Sin embargo, el fundador del Foro de Davos es un conocido entusiasta del transhumanismo. Le gusta eso de unir biología y tecnología con el objeto de aumentar las capacidades humanas. Sólo hay que darse una vuelta por la página web del Foro Económico Mundial. Allí podemos toparnos con un apartado cuyo nombre, «human enhacement», habla por sí solo. Nos presentan el transhumanismo, y otros sujetos análogos, como algo impepinable. Se nos habla de «exoesqueletos», extremidades biónicas, implantación de pulgares y chips subcutáneos. Todo conectado por bluetooth. Si exceptuamos lo de implantarnos semiconductores en el cuerpo, síntoma de sumisión ovejuna, es posible que algo de lo anterior tenga su utilidad en determinadas circunstancias. Sin embargo, ¿dónde ponemos el límite al «hombre-máquina»? Entiendo que esto plantea un conflicto moral o ético que debería ser abordado desde las instancias competentes, no algo anodino que deba ser asumido sin más. Obviamente, no estoy sugiriendo que exista una especie de Profesor X que quiera transformarnos en el Doctor Octopus pasado mañana, pero tampoco podemos caer en la ingenuidad de pensar que ciertas instituciones van aponer puertas al campo de sus delirios.

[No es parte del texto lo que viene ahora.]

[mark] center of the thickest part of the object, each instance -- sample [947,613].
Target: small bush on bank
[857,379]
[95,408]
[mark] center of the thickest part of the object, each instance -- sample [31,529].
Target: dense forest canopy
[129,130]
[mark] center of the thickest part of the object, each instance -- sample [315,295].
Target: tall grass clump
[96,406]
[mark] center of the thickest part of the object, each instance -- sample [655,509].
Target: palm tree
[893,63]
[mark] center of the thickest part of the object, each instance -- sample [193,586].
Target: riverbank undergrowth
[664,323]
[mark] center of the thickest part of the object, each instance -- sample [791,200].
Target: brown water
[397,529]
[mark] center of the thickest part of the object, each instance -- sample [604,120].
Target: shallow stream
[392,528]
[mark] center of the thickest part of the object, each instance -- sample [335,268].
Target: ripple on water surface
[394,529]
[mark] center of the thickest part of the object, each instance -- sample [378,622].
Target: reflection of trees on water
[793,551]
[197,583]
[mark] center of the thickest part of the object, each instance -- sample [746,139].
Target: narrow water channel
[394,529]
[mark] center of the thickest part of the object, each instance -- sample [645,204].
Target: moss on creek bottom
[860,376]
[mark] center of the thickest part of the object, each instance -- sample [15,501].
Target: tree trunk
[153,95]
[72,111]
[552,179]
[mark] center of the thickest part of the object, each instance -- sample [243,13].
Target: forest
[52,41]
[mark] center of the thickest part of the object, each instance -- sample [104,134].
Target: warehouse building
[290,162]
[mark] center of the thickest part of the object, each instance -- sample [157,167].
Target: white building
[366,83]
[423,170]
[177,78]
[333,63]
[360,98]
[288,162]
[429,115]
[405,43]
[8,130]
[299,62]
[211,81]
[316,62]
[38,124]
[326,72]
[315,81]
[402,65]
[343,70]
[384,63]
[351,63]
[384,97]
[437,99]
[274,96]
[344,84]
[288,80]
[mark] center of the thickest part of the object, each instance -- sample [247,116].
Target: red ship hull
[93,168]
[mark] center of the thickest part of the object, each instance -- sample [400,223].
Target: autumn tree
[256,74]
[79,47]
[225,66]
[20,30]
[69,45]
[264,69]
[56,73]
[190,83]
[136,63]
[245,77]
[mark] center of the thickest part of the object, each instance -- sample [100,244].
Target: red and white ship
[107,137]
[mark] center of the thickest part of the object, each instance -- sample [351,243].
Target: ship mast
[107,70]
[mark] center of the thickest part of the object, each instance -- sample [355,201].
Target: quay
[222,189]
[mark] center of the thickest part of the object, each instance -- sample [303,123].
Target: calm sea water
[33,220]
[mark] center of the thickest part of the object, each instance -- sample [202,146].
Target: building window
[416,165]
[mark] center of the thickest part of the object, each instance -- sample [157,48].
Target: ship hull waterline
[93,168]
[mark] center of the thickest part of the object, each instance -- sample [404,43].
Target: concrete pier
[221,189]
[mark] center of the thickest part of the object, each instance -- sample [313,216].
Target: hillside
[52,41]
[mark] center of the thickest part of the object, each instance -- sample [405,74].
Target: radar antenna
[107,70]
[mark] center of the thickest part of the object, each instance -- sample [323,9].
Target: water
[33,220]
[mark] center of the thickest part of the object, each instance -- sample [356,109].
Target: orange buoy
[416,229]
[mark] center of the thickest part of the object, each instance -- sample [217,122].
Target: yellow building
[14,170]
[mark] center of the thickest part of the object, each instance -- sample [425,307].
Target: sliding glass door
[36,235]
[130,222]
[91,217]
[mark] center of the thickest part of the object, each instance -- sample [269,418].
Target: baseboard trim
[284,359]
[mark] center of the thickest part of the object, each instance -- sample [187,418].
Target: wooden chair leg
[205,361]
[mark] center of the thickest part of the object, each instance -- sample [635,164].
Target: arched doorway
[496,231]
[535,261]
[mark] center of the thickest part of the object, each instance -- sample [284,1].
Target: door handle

No perdamos de vista que, aunque es fácil caricaturizar a los complotistas –máxime cuando los dueños del mundo parecen supervillanos sacados de una película de James Bond– el reto estará en domarlos
Se me dirá que lo positivo o negativo que pueda achacársele a la tecnología dependerá de la utilización que se haga de ella y estaré de acuerdo, en parte. France Soir ha entrevistado recientemente al doctor Louis Fouché. Se trata de un personaje tan controvertido como carismático. Ha sido forzado a abandonar su puesto de médico anestesista e intensivista en el hospital marsellés «La Concepción». Ya pueden imaginarse la causa: sus tomas de posición poco oficialistas con respecto del COVID-19 y su escepticismo vacunal (todo según L’Express, propiedad de la primera fortuna de Francia y gran apoyo mediático de Macron). Supongo que su oposición al aborto y su defensa de una vida más simple tampoco le ayudan mucho. Suele interpretar bien el aire de los tiempos. Sobre la cosa de la tecnología lanza sus dudas razonables aludiendo a tres factores: el acceso que cientos de empresas tendrán a nuestros datos y, por tanto, a nuestra vida privada; la adicción intrínseca que producen algunos dispositivos, a los que ya se les empieza a apellidar apéndices corporales y, por último, el uso de ciertos componentes en su fabricación que pueden llevar a conflictos geopolíticos y condiciones de esclavitud.
Big Tech, Big Pharma y Big Money son tres jinetes del apocalipsis. No perdamos de vista que, aunque es fácil caricaturizar a los complotistas –máxime cuando los dueños del mundo parecen supervillanos sacados de una película de James Bond– el reto estará en domarlos.